Saturday, February 19, 2011

Images Of Impacted Feces

World Week: Women in Norway, the controversial

While many people in Central Europe praised the Norwegian quota for women as a huge success (will including also from pattern poodle Thomas Gesterkrampf ), the Norwegians are not themselves excited about this state feminist totalitarianism. Thus, complaints of so-called "golden skirts" - around 70 women in Norway who have pulled over 300 executive position under the nail. It is no surprise that an inappropriate government action to abuse and self-enrichment out - after all, there are simply not enough qualified and willing women to a rigid, unrealistic rate at all reasonable to be able to meet.

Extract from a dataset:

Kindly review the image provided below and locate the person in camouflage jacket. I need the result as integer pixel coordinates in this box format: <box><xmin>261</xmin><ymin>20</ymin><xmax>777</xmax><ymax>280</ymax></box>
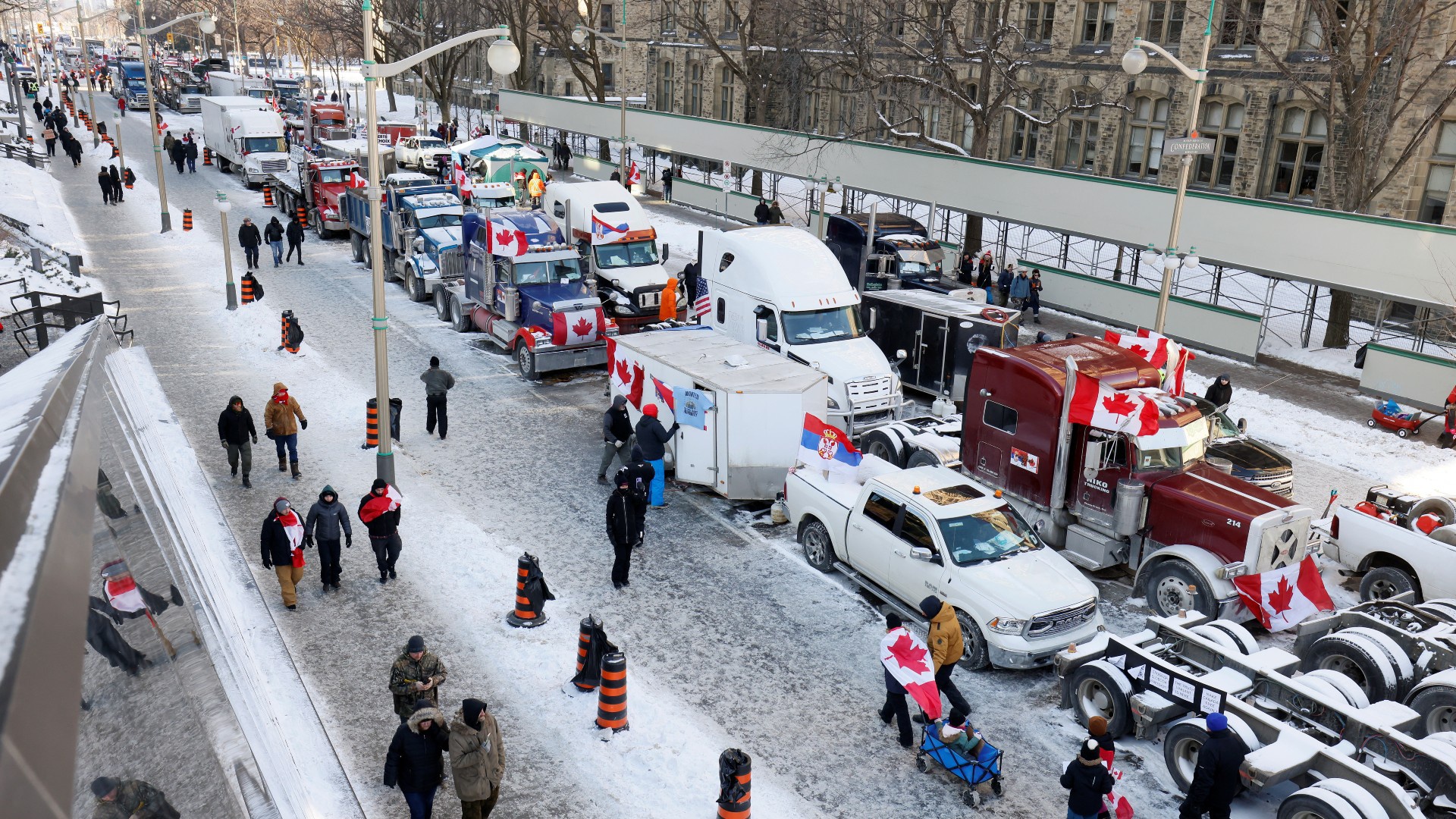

than a third of the companies in Norway have already changed the legal form to escape the quota constraint can see how this Danish article describes ( German translation with google translator , should not work the link simply copy the link inside the Danish articles and translate from Danish to German make).

addition to the main argument that quotas for women men discriminate solely on their sex, contradicting true equality, there are countless other arguments against quotas for women . Also in the WikiMANNia find detailed and documented with sources criticized quotas for women. Even Bundeskanzlerein Merkel is against quotas for women by law. The broad rejection of feminist Zwängerei is no wonder, because quotas for women than the effects corrected, but not the causes . In general, the criticism massaged to quotas for women - especially for men, since women seem to be interested in the subject hardly .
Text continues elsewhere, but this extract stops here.